Нечаев в страхе отшатнулся назад. Поднял дрожащей рукой пистолет и нажал на курок. Он стрелял, глядя в светящиеся, уставившиеся прямо на него глаза. Стрелял, глядя, как пули пролетают сквозь призрака, остающегося равнодушным к убойной силе огнестрельного оружия. Боек сухо щелкнул, генерал опустил руку и попятился назад.
Если эта тварь не напала сразу, не нападет и сейчас. Она просто стоит на одном месте и все. Надо дождаться утра…
Нечаев повернулся и вздрогнул от накатившего страха. На тропинке, заслоняя путь к отступлению, стояла трехметровая призрачная фигура, облаченная в тяжелый латный доспех.
– Уйди! – взвизгнул Нечаев дрожащим фальцетом. – Прочь! Уйди!
Призрачное исчадие ада сделало шаг в его сторону, покрыв за один раз добрые пару метров.

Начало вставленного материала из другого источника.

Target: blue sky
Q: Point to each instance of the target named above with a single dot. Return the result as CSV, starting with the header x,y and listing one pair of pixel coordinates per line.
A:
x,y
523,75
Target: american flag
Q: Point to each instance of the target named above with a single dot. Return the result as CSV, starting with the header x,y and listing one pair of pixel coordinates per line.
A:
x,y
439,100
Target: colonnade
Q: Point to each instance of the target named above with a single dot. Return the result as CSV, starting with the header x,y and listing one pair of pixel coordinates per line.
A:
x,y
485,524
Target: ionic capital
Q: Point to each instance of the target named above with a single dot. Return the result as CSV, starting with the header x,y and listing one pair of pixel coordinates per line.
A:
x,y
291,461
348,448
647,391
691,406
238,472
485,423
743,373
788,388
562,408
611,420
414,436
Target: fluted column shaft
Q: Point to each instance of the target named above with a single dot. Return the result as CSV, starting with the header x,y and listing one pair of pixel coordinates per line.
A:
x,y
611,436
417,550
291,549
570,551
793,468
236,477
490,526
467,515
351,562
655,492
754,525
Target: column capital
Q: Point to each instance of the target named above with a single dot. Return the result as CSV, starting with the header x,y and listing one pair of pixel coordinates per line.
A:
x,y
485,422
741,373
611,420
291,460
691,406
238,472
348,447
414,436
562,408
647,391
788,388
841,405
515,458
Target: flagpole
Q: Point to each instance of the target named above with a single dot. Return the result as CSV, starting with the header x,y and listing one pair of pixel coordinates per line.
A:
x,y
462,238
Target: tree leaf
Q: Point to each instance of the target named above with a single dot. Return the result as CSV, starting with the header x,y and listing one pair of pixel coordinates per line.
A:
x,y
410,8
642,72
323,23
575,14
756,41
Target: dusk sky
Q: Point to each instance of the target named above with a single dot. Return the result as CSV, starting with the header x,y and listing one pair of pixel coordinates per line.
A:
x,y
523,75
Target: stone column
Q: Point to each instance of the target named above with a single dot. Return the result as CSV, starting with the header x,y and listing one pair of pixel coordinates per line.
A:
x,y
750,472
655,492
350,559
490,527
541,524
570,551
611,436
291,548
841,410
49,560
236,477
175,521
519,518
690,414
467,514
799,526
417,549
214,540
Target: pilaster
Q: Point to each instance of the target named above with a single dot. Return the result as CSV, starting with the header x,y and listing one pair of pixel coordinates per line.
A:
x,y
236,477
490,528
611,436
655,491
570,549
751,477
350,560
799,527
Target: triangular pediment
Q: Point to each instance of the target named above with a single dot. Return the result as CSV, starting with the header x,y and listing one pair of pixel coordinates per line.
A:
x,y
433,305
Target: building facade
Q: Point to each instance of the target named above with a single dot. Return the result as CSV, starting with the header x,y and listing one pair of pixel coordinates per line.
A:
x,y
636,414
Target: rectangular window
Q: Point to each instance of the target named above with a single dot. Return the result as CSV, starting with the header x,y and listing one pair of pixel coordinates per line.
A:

Генерал быстро попятился назад, выставив перед собой руки.
– Уйди! Отстань от меня! Ты даже не знаешь, кто я! Уйди!
Еще один шаг, и вновь отпрянувший Нечаев дергано обернулся. За его спиной вторая аномалия со светящимися голубыми глазами и короной на лысой голове, тронувшись с места, медленно заскользила к нему.
Генерал издал вопль раненого, загнанного в угол дикого зверя. Закрыл глаза и сделал шаг навстречу призраку в хламиде. Смерть в его объятиях почему-то казалось куда более легкой и быстрой, чем от рук облаченного в доспех дьявола.
Вечером следующего дня. Территория Второго поселка
В воздухе распространялся чарующий запах жареного мяса.
– День – ночь,
Лето – зима,
Время идет,
Зона живет.
Тайна зовет,
Дань соберет.
Вечный вопрос:
Что же нас ждет?[31]
Возле большого костра сидело несколько человек. Нестройный хор голосов старательно выводил простые строчки. Около полугода назад один из земельников сочинил эту песню, ставшую популярной среди обитателей Лукоморья. Некоторые, впрочем, отказывались ее петь и пугали остальных тем, что в этом ужасом месте строчка со сбором дани может накликать беду. Но каких-либо происшествий за все время существования песни не приключалось, поэтому даже находились желающие сочинить продолжение. Однако ни одна из попыток так и не прижилась.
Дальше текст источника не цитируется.